For jobs with different compute needs, you can add a new node pool like so. I used two different node pools, with 8 core nodes for preprocessing the sequencing data and aligning against the human genome, and 16 core nodes for assembly. You could also create additional high memory pools, GPU pools, etc depending on your needs. Ensure new node pools are set with --scopes storage-rw to allow writing to buckets!

gcloud container node-pools create pool2 \
    --cluster $CLUSTER_NAME \
    --zone=$ZONE --num-nodes=1 \
    --machine-type="n1-standard-16" \
    --scopes storage-rw \
    --image-type=UBUNTU \
    --disk-size=500GB \
    --enable-autoscaling \
    --max-nodes=96 \
    --min-nodes=0

When you are finished with the workflow, shut down the cluster with this command. Or let autoscaling slowly move the number of machines down to zero.

gcloud container clusters delete --zone $ZONE $CLUSTER_NAME

To run the snakemake pipeline and submit jobs to the Kubernetes cluster, use a command like this:

snakemake -s 10x_longranger.snakefile --default-remote-provider GS \
    --default-remote-prefix YOUR_BUCKET_HERE --use-singularity \
    -j 99999 --use-conda --nolock --kubernetes

Add the name of your bucket prefix. The ‘-j’ here allows (mostly) unlimited jobs to be scheduled simultaneously.

Each job will be assigned to a node with available resources. You can monitor the progress and logs with the commands shown as output. Kubernetes autoscaling takes care of provisioning new nodes when more capacity is needed, and removes nodes from the pool when they’re not needed any more. There is some lag for removing nodes, so beware of the extra costs.

While the cluster is running, you can view the number of nodes allocated and the available resources all within the browser. Clicking on an individual node or pod will give an overview of the resource usage over time.

Useful things I learned while working on this project

  • Use docker and singularity images where possible. In cases where multiple tools were needed, a simple conda environment does the trick.
  • The container image type must be set to Ubuntu (see above) for singularity images to correctly work on the cluster.
  • It’s important to define memory requirements much more rigorously when working on the cloud. Compared to our local cluster, standard GCP nodes have much less memory. I had to go through each pipeline and define an appropriate amount of memory for each job, otherwise they wouldn’t schedule from Kubernetes, or would be killed when they exceeded the limit.
  • You can only reliably use n-1 cores on each node in a Kubernetes cluster.
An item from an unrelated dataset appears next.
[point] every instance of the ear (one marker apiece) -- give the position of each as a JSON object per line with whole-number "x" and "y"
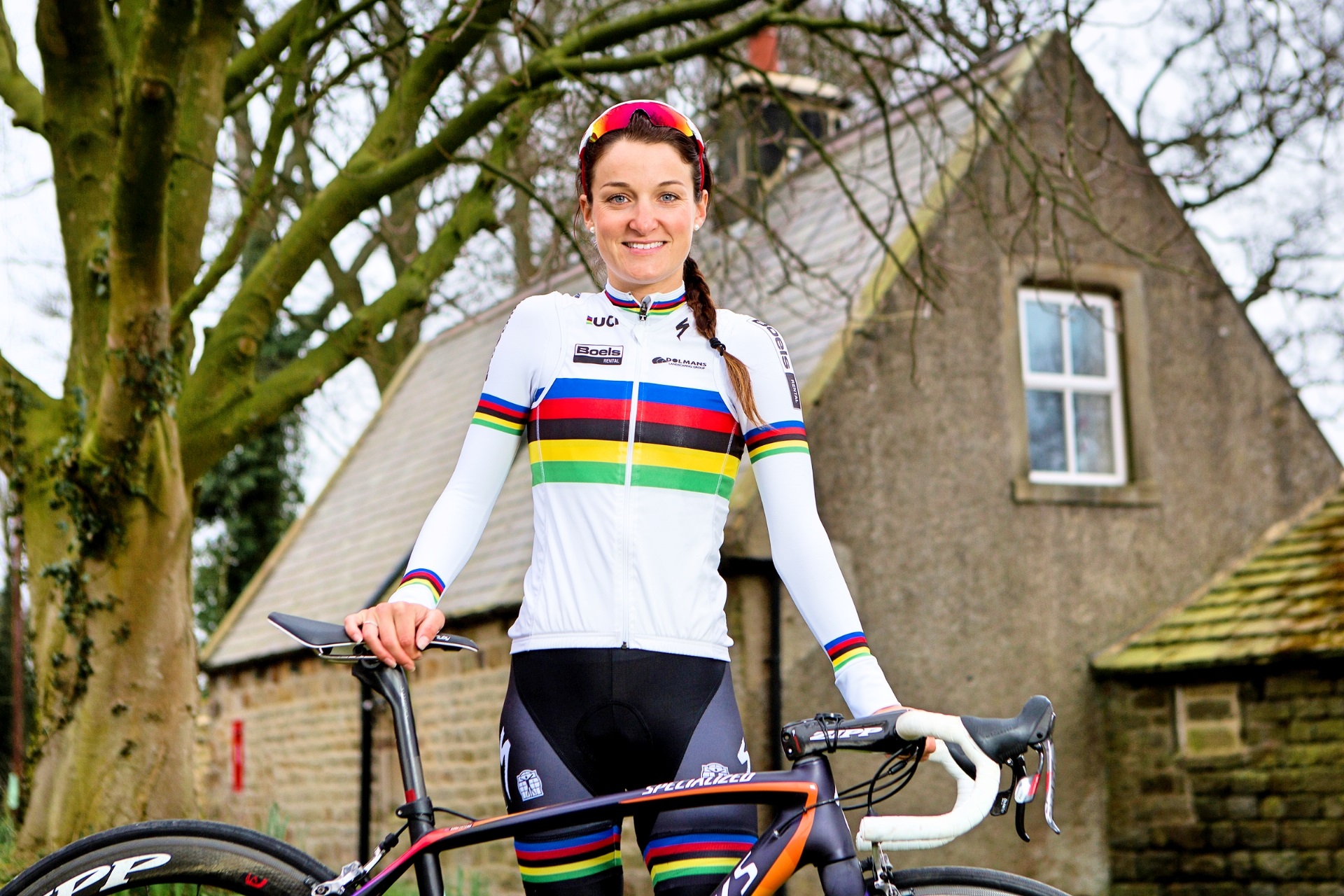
{"x": 587, "y": 211}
There’s always some processes running on a node in the background, and Kubernetes will not scale an excess of 100% cpu. The threads parameter in snakemake is an integer. Combine these two things and you can only really use 7 cores on an 8-core machine. If anyone has a way around this, please let me know!
  • When defining input and output files, you need to be much more specific. When working on the cluster, I would just specify a single output file out of many for a program, and could trust that the others would be there when I needed them. But when working with remote files, the outputs need to be specified explicitly to get uploaded to the bucket. Maybe this could be fixed with a call to directory() in the output files, but I haven’t tried that yet.
  • Snakemake automatically takes care of remote files in inputs and outputs, but paths specified in the params: section do not automatically get converted. I use paths here for specifying an output directory when a program asks for it. You need to add the GS_PREFIX to paths to ensure they’re remote. Again, might be fixed with a directory() call in the output files.
  • I haven’t been able to get configuration yaml files to work well in the cloud. I’ve just been specifying configuration parameters in the snakefile or on the command line.